深川氏のラーメンの利益率は18%。家賃14万円・14坪という条件の良さもあるが、一般的な10%前後を大きく上回る数字で、白石氏は「アメリカでも成功する戦略に近いかもしれない」と分析した。
深川氏の店舗の特徴は、若いメンバー(大学生中心)で構成され、ようやく社会人になったメンバーが戻ってきて店舗展開に動き出せるフェーズに入った点だ。
他店との差別化要因として、深川氏は「10個の挨拶」を挙げる。
例えば10番目の「子を落とせ挨拶」は、本当に好きな人に向けるような気持ちで全てのお客さんに挨拶しようというもの。来店時に笑顔でなかった人が帰り際に笑顔になれば、ラーメンと共にその人の1日に笑顔をプラスできたという発想だ。
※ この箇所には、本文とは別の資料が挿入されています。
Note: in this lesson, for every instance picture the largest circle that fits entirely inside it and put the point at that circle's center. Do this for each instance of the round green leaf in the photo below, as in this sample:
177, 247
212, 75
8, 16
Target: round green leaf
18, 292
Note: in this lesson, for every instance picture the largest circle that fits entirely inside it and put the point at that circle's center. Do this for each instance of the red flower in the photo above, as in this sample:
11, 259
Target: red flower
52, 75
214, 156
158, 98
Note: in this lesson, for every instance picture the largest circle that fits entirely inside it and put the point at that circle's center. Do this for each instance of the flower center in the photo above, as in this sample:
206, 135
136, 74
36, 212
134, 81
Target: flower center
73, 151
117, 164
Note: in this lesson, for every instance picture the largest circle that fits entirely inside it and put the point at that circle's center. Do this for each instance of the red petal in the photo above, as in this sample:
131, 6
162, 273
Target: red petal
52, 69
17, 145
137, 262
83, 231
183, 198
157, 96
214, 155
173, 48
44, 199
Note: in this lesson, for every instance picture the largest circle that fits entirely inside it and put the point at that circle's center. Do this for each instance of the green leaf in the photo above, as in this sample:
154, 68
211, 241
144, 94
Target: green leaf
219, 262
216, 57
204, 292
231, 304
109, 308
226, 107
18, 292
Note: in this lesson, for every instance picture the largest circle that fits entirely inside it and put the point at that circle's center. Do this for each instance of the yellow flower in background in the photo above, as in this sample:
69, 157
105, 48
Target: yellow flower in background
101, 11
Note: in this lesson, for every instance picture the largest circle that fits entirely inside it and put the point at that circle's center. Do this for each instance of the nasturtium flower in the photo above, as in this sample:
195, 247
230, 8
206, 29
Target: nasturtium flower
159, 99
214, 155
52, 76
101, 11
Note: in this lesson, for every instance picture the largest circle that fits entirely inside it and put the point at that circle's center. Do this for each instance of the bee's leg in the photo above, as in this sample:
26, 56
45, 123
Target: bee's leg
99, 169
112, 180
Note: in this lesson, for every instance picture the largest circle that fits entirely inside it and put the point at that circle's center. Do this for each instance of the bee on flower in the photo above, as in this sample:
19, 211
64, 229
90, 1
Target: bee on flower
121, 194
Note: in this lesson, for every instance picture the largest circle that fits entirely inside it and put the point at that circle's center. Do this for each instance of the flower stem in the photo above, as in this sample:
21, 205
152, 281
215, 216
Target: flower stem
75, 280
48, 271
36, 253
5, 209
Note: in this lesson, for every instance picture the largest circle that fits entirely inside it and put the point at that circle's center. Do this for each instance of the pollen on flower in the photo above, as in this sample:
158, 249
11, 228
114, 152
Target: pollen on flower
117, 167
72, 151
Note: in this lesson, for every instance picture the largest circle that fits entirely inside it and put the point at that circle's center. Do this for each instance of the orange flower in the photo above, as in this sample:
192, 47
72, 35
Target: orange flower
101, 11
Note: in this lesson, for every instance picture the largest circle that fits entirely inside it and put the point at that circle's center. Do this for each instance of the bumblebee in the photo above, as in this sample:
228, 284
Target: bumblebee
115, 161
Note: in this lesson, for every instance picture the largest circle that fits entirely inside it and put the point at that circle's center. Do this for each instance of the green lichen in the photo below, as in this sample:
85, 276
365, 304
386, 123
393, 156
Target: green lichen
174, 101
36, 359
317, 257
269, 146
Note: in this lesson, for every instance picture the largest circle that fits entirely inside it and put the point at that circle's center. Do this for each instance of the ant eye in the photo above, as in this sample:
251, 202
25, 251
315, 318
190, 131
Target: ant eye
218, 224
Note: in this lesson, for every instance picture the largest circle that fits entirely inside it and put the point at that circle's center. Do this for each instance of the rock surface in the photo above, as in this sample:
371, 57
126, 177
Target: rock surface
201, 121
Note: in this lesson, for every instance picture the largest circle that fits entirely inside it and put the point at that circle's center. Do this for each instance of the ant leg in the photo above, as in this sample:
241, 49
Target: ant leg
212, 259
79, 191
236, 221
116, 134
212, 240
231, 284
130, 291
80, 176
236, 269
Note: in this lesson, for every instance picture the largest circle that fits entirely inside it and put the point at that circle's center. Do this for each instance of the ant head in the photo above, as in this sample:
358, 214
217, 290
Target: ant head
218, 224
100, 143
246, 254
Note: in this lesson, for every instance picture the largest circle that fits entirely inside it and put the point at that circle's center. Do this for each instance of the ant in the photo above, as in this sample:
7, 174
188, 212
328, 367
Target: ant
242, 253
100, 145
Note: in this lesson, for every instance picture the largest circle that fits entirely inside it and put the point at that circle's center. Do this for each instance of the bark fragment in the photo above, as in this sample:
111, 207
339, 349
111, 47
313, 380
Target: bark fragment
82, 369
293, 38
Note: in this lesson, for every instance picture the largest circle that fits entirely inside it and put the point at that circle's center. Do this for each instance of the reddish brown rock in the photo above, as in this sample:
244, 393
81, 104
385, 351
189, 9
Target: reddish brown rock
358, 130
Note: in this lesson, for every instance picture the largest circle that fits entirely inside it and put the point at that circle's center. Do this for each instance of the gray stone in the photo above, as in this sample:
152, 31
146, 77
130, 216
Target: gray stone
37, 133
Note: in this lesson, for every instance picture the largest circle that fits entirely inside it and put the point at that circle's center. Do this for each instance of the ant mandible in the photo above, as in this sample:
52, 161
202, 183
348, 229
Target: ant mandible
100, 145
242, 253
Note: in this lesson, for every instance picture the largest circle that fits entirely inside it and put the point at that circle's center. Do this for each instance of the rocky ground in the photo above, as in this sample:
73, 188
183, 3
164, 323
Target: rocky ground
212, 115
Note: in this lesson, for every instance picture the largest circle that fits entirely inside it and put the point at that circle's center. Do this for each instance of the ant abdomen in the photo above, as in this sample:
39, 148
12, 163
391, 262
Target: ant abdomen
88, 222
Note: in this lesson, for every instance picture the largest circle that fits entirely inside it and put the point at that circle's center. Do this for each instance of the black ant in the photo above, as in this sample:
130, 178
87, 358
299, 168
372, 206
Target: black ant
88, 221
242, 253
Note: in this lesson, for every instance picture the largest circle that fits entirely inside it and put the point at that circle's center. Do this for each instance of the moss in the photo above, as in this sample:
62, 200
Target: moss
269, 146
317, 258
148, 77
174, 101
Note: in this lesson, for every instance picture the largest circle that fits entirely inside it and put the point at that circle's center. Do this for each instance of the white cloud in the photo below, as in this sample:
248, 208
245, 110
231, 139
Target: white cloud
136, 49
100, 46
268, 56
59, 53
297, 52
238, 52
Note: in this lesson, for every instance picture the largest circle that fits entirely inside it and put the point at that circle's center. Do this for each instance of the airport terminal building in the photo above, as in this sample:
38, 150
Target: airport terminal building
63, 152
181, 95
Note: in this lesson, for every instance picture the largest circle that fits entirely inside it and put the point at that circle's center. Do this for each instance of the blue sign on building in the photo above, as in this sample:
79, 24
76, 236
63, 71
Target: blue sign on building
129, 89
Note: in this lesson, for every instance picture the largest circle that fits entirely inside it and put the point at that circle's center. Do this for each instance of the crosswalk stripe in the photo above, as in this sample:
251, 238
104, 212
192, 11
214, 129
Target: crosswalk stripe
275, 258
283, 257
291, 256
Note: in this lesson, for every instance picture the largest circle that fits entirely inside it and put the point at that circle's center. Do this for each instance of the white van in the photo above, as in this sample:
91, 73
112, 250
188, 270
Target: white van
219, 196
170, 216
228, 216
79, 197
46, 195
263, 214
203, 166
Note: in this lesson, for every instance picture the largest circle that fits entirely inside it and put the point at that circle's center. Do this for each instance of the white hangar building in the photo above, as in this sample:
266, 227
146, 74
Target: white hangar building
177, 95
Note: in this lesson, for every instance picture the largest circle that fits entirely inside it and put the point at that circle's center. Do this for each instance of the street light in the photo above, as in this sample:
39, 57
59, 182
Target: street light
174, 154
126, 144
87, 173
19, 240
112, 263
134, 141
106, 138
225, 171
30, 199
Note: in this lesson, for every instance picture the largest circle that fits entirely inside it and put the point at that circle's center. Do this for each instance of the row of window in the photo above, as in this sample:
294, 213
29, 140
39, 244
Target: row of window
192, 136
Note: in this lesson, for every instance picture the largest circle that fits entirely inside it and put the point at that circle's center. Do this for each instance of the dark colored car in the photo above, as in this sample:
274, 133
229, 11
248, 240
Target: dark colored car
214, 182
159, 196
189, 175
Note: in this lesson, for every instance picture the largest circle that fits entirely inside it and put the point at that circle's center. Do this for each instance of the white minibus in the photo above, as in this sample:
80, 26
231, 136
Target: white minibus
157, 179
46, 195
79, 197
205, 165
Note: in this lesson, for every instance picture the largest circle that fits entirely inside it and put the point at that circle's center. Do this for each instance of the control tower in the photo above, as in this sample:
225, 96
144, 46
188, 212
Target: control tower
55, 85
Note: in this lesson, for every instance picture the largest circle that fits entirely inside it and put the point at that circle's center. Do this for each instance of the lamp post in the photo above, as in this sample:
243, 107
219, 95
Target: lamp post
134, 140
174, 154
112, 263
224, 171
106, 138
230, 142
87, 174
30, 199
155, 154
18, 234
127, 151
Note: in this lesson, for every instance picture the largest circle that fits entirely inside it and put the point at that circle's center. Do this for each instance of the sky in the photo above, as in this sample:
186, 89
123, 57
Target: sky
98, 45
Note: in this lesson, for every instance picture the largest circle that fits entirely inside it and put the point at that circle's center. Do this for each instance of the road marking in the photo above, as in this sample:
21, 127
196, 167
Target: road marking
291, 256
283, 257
また「追撃挨拶」では、店内で「ありがとうございました」と言うだけでなく、外まで出て見送る。振り返ってもらえる笑顔が、お客さんからの最後の評価になる。
次郎系ならではの「全開挨拶」は、「仕事ができるから自信がつくのではなく、大きい声を出すから自信がつく」という考え方に基づき、まず声を出すことから始める。
こうした朝礼・終礼での共有と振り返りが、現在の接客レベルにつながっている。
白石氏は「ラーメンはサービス料を取らない業態だが、客単価2,000円で『ありがとうございました』と帰ってもらえる店になればいい」という持論を語り、深川氏の店づくりを高く評価した。
対談の最後、白石氏は「ラーメン屋を深川氏の会社が買収して、リブランディングする」という選択肢にも触れた。飲食店M&Aの件数は急増しており、買収から再生・リブランドという展開も今後の成長戦略の一つとなりうる。
月商500万円の1店舗から、国内多店舗展開、そして2026年の海外進出へ——深川氏のリアルな挑戦は、実店舗型ビジネスのスケール戦略を考える経営者にとって、多くの示唆を含んでいる。